# Banana magic bindings



## Sudden_Death (Mar 23, 2011)

Check out the K2 Formulas, canted footbeds etc..., and won't break the bank.


----------



## spanishflow24 (Oct 24, 2011)

I have customs that I'll trade you for your unions i have the same boot and they fit perfect.


----------



## Riley212 (Nov 9, 2011)

i dont think the customs are stiff enough for me, also im just gonna return the SL's to backcountry.com


----------



## turbospartan (Oct 27, 2010)

I have the Targas and the Cartels (but they're old, probably 05'ish?). Now I can't comment on how much the Cartels have changed over the years, but here is my experience:

I bought last years Targas to replace the 05ish Cartels. Put the Cartels on my gf's board and she kept commenting on how much her feet were hurting. I thought it was the boots, but just in case I put my Targas on her board and the Cartels back on my board. 

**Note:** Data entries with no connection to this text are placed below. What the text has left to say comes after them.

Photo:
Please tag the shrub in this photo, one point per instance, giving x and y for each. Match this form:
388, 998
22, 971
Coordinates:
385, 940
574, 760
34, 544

Now my feet hurt. She hates the un-changeable forward lean of the Cartels, which I never had a problem with (do they still have this where you can't have your high backs straight up?), but the last 2 times out riding - my feet now hurt when they didn't hurt when I rode the Targas. 

Targas will take a little bit of time to set up (super customizable), but once they are dialed in they feel and perform great.


----------



## canucks (Dec 3, 2011)

Targas man I have them on my 2012 Jamie Lynn , they are last year targas super comfy, responsive and the toe strap is by far the best in the market IMO. I Had Union Data's on my 2010 Lib TRS and they were really decent but i found there toe strap kept coming off my toe no matter how I had it set up and how many times i adjusted it but I think union has fixed that issue this year. I rode cartels for the longest time not to sure how much they changed since 08 was the last pair of cartels. Never rode an flux bindings but see alot of guys riding them so that has to count for something but for me Rome Targas all the way.


----------



## Riley212 (Nov 9, 2011)

i already ordered the cartels, ill be riding next week. if i dont like them ill get the targas for sure. 

union still has issues with the toe strap, its just funky and the ratchets stick. that and the lack of features at the same price point. not happy with that purchase and i didn't read enough reviews before buying them. 

Ill write up a comparison SL vs cartels after i ride the cartels.


----------



## Leo (Nov 24, 2009)

If you don't care about budget, here are some higher-end options that match your riding style... I think the Cartels might be a tad less responsive than you would like. They do have a default 0 lean this year though...

Ride El Hefe: These bindings are beastly. They come with a couple of cant options and also an adjustable flex ankle strap like the Targas. Arguably one of the best toe straps in the industry as well.

Ride El Hefe Snowboard Bindings 2012

Burton Diode: Ridiculously light and responsive. Carbon fiber highback that's very thin. This binding is superbly comfortable as well.

Diode Binding | Burton Snowboards

Both bindings' prices are hard to stomach though. But hey, if you're ballin you're ballin. 

Some lesser expensive options...

Ride Maestro: Has your cant options and is very responsive as well. Forgot to mention that Ride's mounting discs are small now. This allows for more board feel and dampening. 

Ride Maestro Snowboard Bindings 2012

I haven't demoed the 2012 Auto Evers, but I loved the 2011 version. The auto strap is great once dialed in and you forget that it's even there. Not as responsive as the Diode or El Hefe, but plenty responsive still. Oh, and it has harsmelllow. Harshmellow is awesome and that's that. Offers dampening and just plain feels good when you stomp ish out.

Ever Binding | K2 Snowboarding 2011-12


----------